The electromagnetic spectrum includes light and ranges from ultraviolet to infrared. When light passes through a material, some is absorbed or emitted. A spectroscope shows a linear spectrum of brightly colored emission or dark absorption lines. A diffraction grating separates light into its different wavelengths, creating a continuous spectrum. There are two types of line spectrum: emission and absorption. Niels Bohr developed the Bohr model to explain the atomic spectrum. Spectroscopy is used to analyze the unique line spectrum of elements and determine their composition, including in stars.
The electromagnetic spectrum, of which light is a fraction, is a continuous distribution of wavelengths ranging from ultraviolet to infrared. When electromagnetic radiation in the form of light passes through a material, some part of it is either absorbed or emitted by the medium. When you look at this light through a spectroscope, those parts appear as a linear spectrum: brightly colored emission lines against a dark background, or dark absorption lines against a brightly colored background.
When white light passes through a diffraction grating, a continuous spectrum of light appears. The diffraction grating separates light into its different wavelengths, from violet to red, in the visible range. This continuous spectrum is emitted by incandescent solids, liquids and gases under high pressure. The two best known examples of this are white light through a prism and through water droplets, which creates a rainbow.
There are two types of line spectrum: an emission spectrum and an absorption spectrum. The former is also called a bright line spectrum and consists of a few brightly colored lines against a dark background. Each line represents a unique wavelength and the whole thing is unique to that particular element. These lines are emitted when a low pressure gas is brought into contact with an electrical discharge.
A dark line spectrum, or absorption spectrum, is just the opposite: instead of bright lines at each wavelength against a dark background, an absorption spectrum has dark lines at the corresponding wavelengths against a continuous background. This result is the main goal of absorption spectroscopy and is created by passing light through a gas of the element to be analyzed.

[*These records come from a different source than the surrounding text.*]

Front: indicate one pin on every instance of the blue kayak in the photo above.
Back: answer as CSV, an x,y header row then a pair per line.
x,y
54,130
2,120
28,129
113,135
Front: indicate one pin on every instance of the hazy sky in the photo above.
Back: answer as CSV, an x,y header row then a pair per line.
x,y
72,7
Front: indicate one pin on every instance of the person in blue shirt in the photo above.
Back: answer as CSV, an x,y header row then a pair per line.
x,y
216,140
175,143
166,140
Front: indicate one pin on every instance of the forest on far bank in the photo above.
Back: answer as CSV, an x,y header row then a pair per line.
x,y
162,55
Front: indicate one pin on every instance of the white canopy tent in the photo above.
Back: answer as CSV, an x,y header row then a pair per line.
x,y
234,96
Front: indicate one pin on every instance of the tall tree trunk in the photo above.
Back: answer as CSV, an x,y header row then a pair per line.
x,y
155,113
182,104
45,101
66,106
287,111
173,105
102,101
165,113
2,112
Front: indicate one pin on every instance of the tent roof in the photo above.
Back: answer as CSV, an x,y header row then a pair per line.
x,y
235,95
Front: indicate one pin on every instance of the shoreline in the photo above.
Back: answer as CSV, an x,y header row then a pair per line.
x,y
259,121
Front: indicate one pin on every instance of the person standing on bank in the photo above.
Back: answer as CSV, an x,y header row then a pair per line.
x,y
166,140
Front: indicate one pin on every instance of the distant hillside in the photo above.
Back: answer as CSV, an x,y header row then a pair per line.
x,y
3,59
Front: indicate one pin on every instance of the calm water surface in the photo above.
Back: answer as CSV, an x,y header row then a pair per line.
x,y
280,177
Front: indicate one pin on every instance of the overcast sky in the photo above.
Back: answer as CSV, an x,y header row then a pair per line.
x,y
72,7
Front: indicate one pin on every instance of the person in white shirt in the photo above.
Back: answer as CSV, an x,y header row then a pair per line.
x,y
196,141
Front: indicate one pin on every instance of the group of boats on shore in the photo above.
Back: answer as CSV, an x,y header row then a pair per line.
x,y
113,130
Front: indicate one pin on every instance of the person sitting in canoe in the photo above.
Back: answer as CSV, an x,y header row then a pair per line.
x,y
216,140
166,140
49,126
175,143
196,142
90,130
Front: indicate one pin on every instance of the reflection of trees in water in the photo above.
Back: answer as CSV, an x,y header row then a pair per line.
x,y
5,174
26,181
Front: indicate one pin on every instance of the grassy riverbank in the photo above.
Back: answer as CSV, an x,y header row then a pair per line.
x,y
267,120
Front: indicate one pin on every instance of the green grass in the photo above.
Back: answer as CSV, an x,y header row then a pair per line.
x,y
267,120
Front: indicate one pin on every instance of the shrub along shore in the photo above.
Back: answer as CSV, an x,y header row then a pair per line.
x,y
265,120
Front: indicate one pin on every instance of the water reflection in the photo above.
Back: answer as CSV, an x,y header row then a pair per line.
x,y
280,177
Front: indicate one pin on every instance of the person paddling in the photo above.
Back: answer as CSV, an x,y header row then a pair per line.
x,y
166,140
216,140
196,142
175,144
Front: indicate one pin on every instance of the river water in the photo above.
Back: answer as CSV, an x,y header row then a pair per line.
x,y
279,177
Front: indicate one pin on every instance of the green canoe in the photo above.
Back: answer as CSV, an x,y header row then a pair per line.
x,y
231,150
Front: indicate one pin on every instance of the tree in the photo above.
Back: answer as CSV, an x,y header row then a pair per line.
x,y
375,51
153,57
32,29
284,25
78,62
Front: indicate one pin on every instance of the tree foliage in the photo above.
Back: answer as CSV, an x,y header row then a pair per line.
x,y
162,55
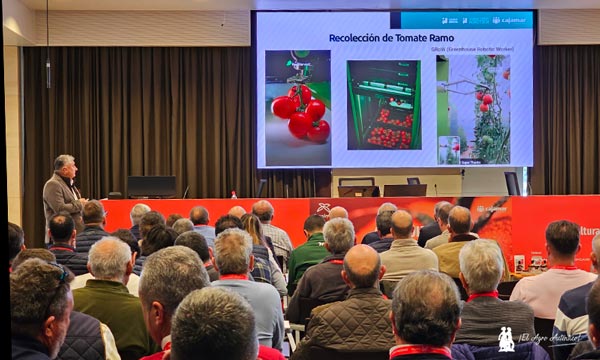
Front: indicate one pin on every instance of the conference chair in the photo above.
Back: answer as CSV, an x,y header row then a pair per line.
x,y
505,288
543,328
321,353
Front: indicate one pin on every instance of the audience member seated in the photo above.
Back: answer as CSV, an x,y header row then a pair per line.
x,y
405,255
571,322
40,308
87,338
542,292
94,220
172,218
62,233
233,260
106,298
136,213
157,237
384,230
182,225
16,242
310,253
459,226
266,268
362,321
432,228
374,235
593,307
481,268
169,275
337,211
280,239
200,218
218,324
425,316
442,214
324,281
196,241
237,211
133,283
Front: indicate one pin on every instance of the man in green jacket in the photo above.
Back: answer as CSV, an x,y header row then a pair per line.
x,y
309,253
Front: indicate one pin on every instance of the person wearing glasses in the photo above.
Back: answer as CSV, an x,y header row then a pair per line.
x,y
60,193
41,303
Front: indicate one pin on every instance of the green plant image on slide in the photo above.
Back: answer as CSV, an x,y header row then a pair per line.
x,y
474,105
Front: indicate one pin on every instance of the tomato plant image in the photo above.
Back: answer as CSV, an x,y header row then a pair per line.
x,y
492,134
304,114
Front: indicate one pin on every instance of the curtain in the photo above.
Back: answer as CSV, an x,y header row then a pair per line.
x,y
144,111
567,120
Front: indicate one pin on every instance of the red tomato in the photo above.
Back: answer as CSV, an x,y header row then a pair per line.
x,y
283,107
487,99
299,124
304,91
315,109
319,133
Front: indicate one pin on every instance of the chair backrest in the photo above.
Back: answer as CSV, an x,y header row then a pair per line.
x,y
306,305
387,287
505,289
321,353
543,327
463,292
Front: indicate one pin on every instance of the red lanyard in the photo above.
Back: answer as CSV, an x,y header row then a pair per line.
x,y
420,349
564,267
61,248
233,277
488,294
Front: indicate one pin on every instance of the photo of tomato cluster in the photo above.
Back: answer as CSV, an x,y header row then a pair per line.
x,y
486,100
304,114
392,138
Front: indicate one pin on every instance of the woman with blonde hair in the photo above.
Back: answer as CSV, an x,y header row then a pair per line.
x,y
266,268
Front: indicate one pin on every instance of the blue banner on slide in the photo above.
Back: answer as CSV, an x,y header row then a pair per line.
x,y
462,20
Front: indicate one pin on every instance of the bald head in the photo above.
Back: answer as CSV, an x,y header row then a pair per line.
x,y
264,210
237,211
362,267
338,211
459,220
199,215
387,206
402,226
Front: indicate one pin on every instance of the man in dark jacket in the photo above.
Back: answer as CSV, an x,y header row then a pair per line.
x,y
425,316
94,219
323,281
38,328
359,323
593,306
61,232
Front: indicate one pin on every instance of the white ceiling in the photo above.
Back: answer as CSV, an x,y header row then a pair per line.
x,y
208,5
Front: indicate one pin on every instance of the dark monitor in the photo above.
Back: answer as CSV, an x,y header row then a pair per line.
x,y
151,187
413,181
404,190
358,191
512,183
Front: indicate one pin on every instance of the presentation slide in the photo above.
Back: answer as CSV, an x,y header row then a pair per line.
x,y
394,89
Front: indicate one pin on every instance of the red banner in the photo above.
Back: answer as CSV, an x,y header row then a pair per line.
x,y
517,223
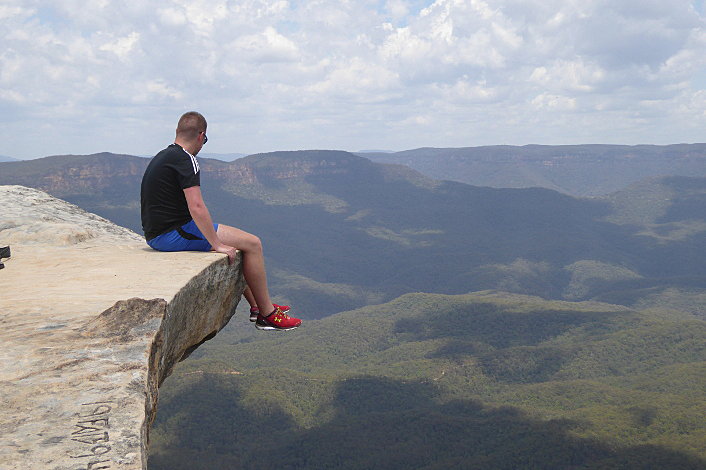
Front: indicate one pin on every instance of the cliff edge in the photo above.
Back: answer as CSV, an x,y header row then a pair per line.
x,y
91,322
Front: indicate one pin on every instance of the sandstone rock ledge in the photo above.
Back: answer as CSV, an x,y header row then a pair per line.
x,y
91,322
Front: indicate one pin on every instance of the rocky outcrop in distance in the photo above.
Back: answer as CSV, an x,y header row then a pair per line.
x,y
92,321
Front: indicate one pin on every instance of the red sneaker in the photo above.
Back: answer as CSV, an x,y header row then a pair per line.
x,y
254,312
277,321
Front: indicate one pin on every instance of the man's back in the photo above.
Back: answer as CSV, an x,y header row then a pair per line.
x,y
163,205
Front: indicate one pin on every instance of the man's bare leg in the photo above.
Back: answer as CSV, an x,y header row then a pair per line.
x,y
253,264
249,297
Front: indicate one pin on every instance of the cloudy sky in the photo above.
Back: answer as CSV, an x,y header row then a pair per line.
x,y
84,77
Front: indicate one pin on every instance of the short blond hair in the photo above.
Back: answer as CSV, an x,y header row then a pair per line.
x,y
190,125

Physicist Niels Bohr introduced his idea in 1913 of why the atomic spectrum has the characteristics and properties it does. To do this, Bohr developed his own model of the atom, now called the Bohr model. It assumes that electrons can exist only in discrete orbits around the nucleus and that only certain orbits are stable, meaning that the electron does not emit radiation. Radiation is emitted, however, as the electron moves from a higher-energy orbit to a lower-energy orbit.
Spectroscopy is the analysis of this phenomenon using a machine called a spectroscope. No two elements emit or absorb exactly the same line spectrum, so these observations can be used to determine the elements in a sample. As a result, astronomers have begun turning their spectroscopes to stars in an effort to determine their composition and that of any interstellar medium between a particular star and Earth.